# Jumping Into Fire Net

Matt
A person jumps from a fourth story window 15 m above a safety net. THe jumper stretches the net 1.0 m before coming to rest. What was the deceleration experienced by the jumper?

Equation:

x = x0 + v0t +.5at^2

15 m = 1 m + 8.6 m/s(2s) + .5(a)(1.75s^2)

15m = 1 m + 17.2 m/s^2 + .875s^2(a)

-3.2 m = .875 s^2

-3.66 m/s^2 = Deceleration

Does this look right? I'm not sure about the 1 m as the final position...

Matt
Wait, I already see a problem, forgot to square the time...

Equation:

x = x0 + v0t +.5at^2

15 m = 1 m + 8.6 m/s(2s) + .5(a)(1.75s^2)
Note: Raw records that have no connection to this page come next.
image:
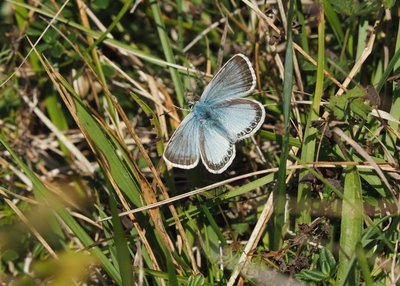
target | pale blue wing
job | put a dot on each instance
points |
(183, 148)
(216, 151)
(240, 117)
(234, 80)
15m = 1 m + 17.2 m/s^2 + 1.53s^2(a)

-3.2 m = 1.53 s^2

2.09 m/s^2 = Deceleration

Does this look right? I'm not sure about the 1 m as the final position...That seems like an awfully slow deceleration for jumping out of a window.

enigma
Staff Emeritus
Gold Member
Originally posted by Matt
A person jumps from a fourth story window 15 m above a safety net. THe jumper stretches the net 1.0 m before coming to rest. What was the deceleration experienced by the jumper?

Equation:

x = x0 + v0t +.5at^2

15 m = 1 m + 8.6 m/s(2s) + .5(a)(1.75s^2)

15m = 1 m + 17.2 m/s^2 + .875s^2(a)

-3.2 m = .875 s^2

-3.66 m/s^2 = Deceleration

Does this look right? I'm not sure about the 1 m as the final position...
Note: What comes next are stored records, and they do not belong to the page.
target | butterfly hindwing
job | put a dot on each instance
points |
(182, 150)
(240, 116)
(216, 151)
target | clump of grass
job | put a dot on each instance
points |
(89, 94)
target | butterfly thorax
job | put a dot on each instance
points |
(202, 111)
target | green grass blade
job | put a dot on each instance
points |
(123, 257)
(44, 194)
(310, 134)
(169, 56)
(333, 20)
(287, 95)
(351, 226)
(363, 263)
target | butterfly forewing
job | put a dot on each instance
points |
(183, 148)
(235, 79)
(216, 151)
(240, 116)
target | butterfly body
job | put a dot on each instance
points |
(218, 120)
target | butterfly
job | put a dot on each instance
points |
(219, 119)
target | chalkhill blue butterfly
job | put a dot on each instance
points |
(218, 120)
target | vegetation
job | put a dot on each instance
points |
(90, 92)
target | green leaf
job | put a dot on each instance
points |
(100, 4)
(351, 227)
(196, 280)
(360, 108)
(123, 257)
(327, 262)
You've got a few errors, and I'm not sure where you got all of your values.

Where did the 8.6m/s , the 2s, and the 1.75s^2 come from?
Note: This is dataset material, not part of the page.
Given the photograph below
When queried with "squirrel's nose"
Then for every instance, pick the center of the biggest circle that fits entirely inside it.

You're also making mistakes with the units.

'8.6 m/s * s' does not have units of 'm/s^2', it is 'm'

Your tipoff that you are making mistakes comes in the line where you have -3.2m = .875 s^2

those units don't equal each other, therefore you know you must have made a mistake somewhere.

To do this problem correctly, you need to break it into 2 parts.

First part is the freefall. You know starting and ending positions (15m and 0m above the net), you know starting velocity (0m/s), and you know acceleration (-9.8m/s^2). You use those numbers to solve for the velocity before the guy hits the net.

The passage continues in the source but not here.